From the Financial Times to Finextra, the Covid-19 pandemic and the US election continue to dominate news headlines, and it can feel like an impossible task to get the media talking about your company. But while these are front-page stories that impact us all, journalists and readers are still hungry for good news stories, especially with so much change and disruption in the world around us.
In a recent Guardian Masterclass “Pitching to journalists: a practical workshop”, Kate Carter, a freelance journalist and the lifestyle editor at The Guardian, shared her advice for business owners, social media experts and PR professionals to refine develop trusted and mutually valuable relationships with the right journalists.
The masterclass was a timely reminder of the proactive things we can do either as company founders, in-house communications executives or PR agents, to be of greater service to journalists. We’ve already talked about the how fintechs can build rapport with journalists on the MD Consulting blog, so here I look at three ways you can make a journalist’s life easier and increase the chances of getting coverage for your organisation.
- Focus on themes and story ideas connected to what is being talked about today
It can be easy to get caught up in your own news. A product development, an executive hire or clients won, for example, is likely great news for your business. And while this might get some coverage in the trade press, it’s unlikely to make your company stand out and get placed in the in-depth features your target audience is reading.
The main thing journalists look for when they scan the multitude of emails they receive each day is themes related to the topics they cover and connections to current issues and trends. When you suggest story ideas with a broader theme that is timely and highly-tailored to what a journalist covers, you are offering real value.
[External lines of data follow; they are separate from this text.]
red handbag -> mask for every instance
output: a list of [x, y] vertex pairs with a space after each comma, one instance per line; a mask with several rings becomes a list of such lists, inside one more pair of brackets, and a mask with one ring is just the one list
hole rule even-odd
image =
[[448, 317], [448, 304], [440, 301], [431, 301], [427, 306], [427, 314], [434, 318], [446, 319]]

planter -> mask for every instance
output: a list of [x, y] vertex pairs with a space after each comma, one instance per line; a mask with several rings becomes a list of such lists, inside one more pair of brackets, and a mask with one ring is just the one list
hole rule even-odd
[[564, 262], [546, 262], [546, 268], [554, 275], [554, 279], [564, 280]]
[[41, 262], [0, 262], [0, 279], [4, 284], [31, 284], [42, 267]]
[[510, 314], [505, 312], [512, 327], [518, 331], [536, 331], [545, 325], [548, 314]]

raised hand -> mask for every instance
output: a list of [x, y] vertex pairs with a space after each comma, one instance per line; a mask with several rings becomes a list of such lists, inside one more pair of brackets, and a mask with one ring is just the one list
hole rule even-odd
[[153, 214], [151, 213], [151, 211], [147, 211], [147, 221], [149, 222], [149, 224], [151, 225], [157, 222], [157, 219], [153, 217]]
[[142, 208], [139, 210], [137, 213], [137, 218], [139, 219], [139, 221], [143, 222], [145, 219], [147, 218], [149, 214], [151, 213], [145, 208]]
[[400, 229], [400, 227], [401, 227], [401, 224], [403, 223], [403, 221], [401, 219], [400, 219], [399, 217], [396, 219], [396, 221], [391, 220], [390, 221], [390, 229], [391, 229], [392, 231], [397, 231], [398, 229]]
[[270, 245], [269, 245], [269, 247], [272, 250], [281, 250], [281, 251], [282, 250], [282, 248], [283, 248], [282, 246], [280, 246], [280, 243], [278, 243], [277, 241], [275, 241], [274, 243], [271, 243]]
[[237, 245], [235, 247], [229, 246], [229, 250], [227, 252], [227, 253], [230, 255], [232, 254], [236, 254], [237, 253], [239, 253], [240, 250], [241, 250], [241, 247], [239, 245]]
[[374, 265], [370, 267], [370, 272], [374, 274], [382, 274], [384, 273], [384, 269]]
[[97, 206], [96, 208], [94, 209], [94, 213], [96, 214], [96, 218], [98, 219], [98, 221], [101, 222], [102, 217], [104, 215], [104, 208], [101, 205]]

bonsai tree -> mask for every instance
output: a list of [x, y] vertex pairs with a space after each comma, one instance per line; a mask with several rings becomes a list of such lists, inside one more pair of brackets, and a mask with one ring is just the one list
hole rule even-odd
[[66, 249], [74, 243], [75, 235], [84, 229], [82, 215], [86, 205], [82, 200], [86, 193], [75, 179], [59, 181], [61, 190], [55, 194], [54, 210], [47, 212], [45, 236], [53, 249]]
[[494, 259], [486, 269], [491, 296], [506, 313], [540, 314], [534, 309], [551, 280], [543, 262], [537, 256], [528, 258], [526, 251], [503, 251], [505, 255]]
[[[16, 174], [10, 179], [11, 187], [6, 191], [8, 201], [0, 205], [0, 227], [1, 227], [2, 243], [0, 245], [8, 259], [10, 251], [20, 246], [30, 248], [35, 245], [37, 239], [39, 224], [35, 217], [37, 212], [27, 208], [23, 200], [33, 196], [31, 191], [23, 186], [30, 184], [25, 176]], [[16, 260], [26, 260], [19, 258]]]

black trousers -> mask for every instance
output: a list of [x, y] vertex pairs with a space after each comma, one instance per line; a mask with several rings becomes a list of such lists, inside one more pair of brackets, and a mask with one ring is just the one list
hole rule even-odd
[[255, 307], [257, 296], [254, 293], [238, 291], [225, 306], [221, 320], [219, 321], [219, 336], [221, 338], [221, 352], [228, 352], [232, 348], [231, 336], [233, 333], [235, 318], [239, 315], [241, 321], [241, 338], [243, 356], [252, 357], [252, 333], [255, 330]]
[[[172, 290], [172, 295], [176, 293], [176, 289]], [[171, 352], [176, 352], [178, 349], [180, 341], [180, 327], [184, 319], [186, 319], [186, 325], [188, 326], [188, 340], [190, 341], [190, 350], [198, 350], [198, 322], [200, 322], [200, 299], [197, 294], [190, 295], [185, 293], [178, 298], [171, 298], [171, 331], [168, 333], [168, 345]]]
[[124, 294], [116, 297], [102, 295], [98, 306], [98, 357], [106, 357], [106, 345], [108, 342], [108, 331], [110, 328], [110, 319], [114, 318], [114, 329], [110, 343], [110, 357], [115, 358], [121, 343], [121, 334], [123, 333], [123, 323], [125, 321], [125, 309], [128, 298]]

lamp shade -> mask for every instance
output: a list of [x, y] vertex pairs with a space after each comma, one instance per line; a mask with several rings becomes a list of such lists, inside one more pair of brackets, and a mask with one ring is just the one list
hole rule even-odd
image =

How can you do this? Stay abreast of the issues facing your industry, for example; regulatory changes or disruption through digitisation. Look at what others in your space are saying about these topics. Most importantly, think from the perspective of the journalist’s audience – who they write for and why they would be interested in reading a story on this topic. Simply put, what is it that this audience needs to know? Link the theme back to your business and offer your company spokesperson for an interview should the journalist like to pursue the angle.
- Offer your best case study customers for interview
In a recent blog, Who would testify on your behalf?, Managing Director at MD Consulting, Martina Doherty, explored the under-utilised tool of case studies and testimonials. Describing them as “marketing gold” in the B2B world of financial services, she says client endorsements “are key content that can help promote your product or service in a convincing fashion – as well as proof that you are who you say you are.”
While we often think about case studies as a means for acquiring more customers, it is worth also considering the value they hold for journalists. Your customers provide third-party credible sources for first-hand comment on the issues your business solves, and you can play a key role in connecting journalists with your best advocates.
How can you use case studies as a PR hook? Let’s look at an example. When MD Consulting was profile-raising for our client Monobank, building brand awareness for the Ukrainian bank in the UK FinTech and financial markets, we secured an article exploring how the digital bank was incentivising customers to save by tying interest rates to exercise. Naturally, we made Monobank’s CEO available for comment but went one step further by introducing one of their customers to the reporter who gave an account of his experience with the “sports deposit” savings account. You can read the story here ‘Ukraine bank offers 21% interest rate for doing 10,000 steps a day.’ Notice how this customer is quoted in the top half of the story, while the CEO’s comments are further down. That’s because it is the first-hand experience of using this unique product that readers are most interested in.
- Introduce your expert sources for comment
Similarly to case study customers, journalists often also need subject matter experts to explain issues and trends and provide credible opinions. While your CEO is often the best spokesperson to speak about your business, there may be others in your company who are better placed to comment on specific topics such as security, compliance or user experience and that could add valuable commentary to the issues and trends you want to align with.
Kate Carter said she uses her email inbox like a search engine to find expert sources when she is working on a story. So, while a journalist might not need your expert source today, it is worth introducing them to the media and ensuring they have adequate media training in anticipation of their role as credible spokesperson. Don’t expect an immediate response to these introductions, but know they are useful and often archived for use in the future.
So what does a good introduction look like? An overview of their credentials and the key topics and themes they can comment on is a must, as well as the keywords you want your source associated with. This exercise can be repurposed for your corporate social media channels, so even if the journalist doesn’t reach out to your expert, your in-house expert can still help broaden your brand footprint.
The masterclass was also a timely reminder that many journalists today work freelance and need to sell their story ideas to publishers before they start writing. Managing their time effectively is crucial to earning an income so by keeping this top of mind and really thinking about adding value to their work, you stand a greater chance of building a trusted relationship and gaining press coverage for your business.